RUA D.ELSA FRANCO SOTTO MAYOR
Começava a rua com o armazém de vinhos da firma Moita & Companhia,um longo barracão de parede e telhado,com tonéis e vazilhas do alcoólico líquido.Esta rua,no meu tempo,pouco tinha a assinalar.A actual Rua Fernando Namora,(que ia dar aos terrenos do Paraíso,ao fundo da fonte do Outeiro,um local várias vezes utilizado para instalações de circos e barracas de diversão ou,por vezes,barracas de teatro itinerante), tem mesmo à esquina,um prédio que,quando andava em construção originou um episódio engraçado.A futura inquilina foi ver como decorriam as obras.Ao passar junto à inacabada casa-de-banho,disse ao dono da obra:"Então e o bidé?Não se equeça de mandar colocar o bidé!".O homem que nunca tinha ouvido falar em tal coisa,calou-se.Durante o decorrer da visita,a senhora falou várias vezes no acessório e quando ia a despedir-se,ainda recomendou:"Não se esqueça do bidé!"Aí ele passou-se!Desconhecendo em absoluto para que servia tal coisa,perguntou desabridamente:"P'ra que raio quer a senhora o bidé?"A casa ficou,após isto,conhecida como "a casa do bidé".
Quase ao fim da rua existia a Fonte da Caraça,designação para mim incompreensível pois nada lá havia que justificasse o nome.Localizava-se numa cota bastante inferior à rua e o acesso fazia-se através de escada de longos degraus.A fonte,própriamente dita,era bonita,toda em azulejos policromados,mas o local estava sempre conspurcado.As pessoas lançavam de cima toda a qualidade de lixo e,como era habitual naquele tempo,por falta de instalações sanitárias,muita gente aproveitava o facto de ser um sítio recatado e utilizavam-no como retrete pública.Aliás,não era apenas a Fonte da Caraça que servia de sentina.O Penedo,local ermo e sem iluminação,era por excelência o sítio mais apetecido.

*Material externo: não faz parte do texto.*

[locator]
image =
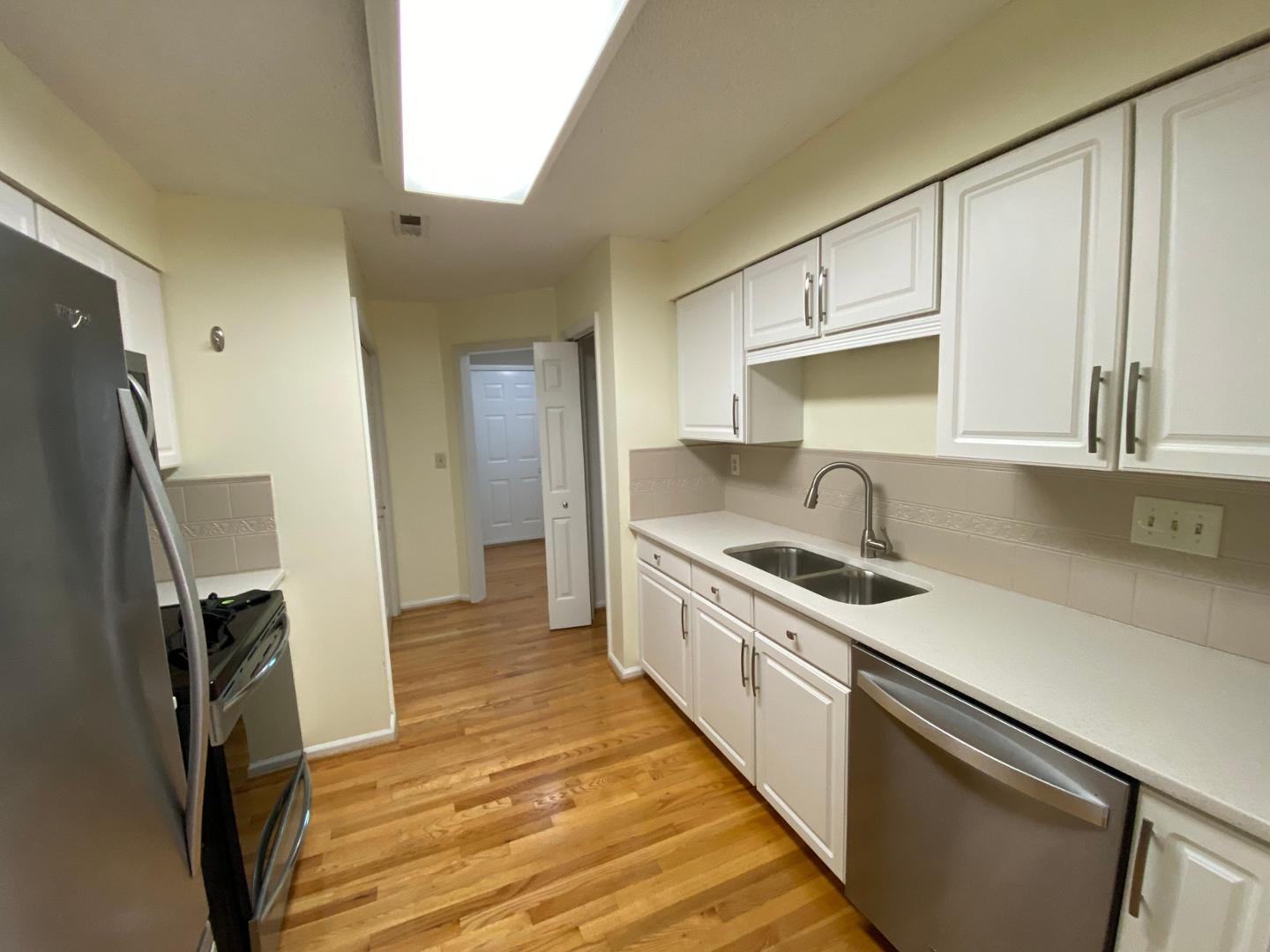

Quando construíram as instalações da Casa do Povo,a fonte foi tapada.Mas nessa altura retiraram de lá os bonitos azulejos que hoje estarão a decorar algum jardim particular.
Um pouco mais abaixo,junto ao actual acesso ao Quartel da GNR,era a Auto-Mecânica de Condeixa,um estabelecimento polivalente com estação de serviço,lavagem de viaturas,venda e mudança de pneus,oficina de automóveis,secção de pintura e bombas de abastecimento de combustíveis.Edificada no início da década de 1950,era bastante moderna para a época.
Mais além,aquela que deu nome popular à rua,a Faia,uma frondosa árvore bem no entroncamento de três vias importantes,a Estrada Nacional nº1,a estrada para Soure e a estrada para Alfarelos.
O nome derivava do facto de ali ter existido uma grande árvore desta espécie.No entanto,aquela que chegou aos nossos dias,mesmo centenária,não era faia.Podemos talvez situá-la na família dos plátanos.A Faia,apesar de ser considerada árvore de interesse público por decreto de 6 de Fevereiro de 1942,foi abatida por motivo das obras que se operaram com a abertura da estrada para Tomar.
Para finalizar a descrição da Rua Pricipal,resta falar no Faia-Bar,mais conhecido por Café do Arranhado.Era propriedade de Joaquim Pocinho(Quim Arranhado).O pai,Joaquim Duarte Pocinho,era um excelente serralheiro de ferro forjado e esteve longos anos emigrado na Venezuela.
Terminou esta viagem no tempo pela Rua Principal.Porque se trata da maior artéria da vila,tive alguma dificuldade em retirar da memória factos e pessoas duma época já tão distante.Quando refiro factos históricos,baseio-me em informação que devidamente referi.Porém essa fonte é a mais fácil de obter,porque está ao dispor de quem a queira procurar.A outra,a estória de pessoas e factos ocorridos com elas é,no fundo,a que mais me incentivou a escrever estas crónicas.Porque afinal,a memória de um local está na vivência dos seus habitantes,num determinado momento da vida.Evidentemente,muitas coisas ficaram por contar.Das referidas,uma ou outra será susceptível de contestação.Naturalmente,terei de assumir a respectiva responsabilidade e as criticas adjacentes.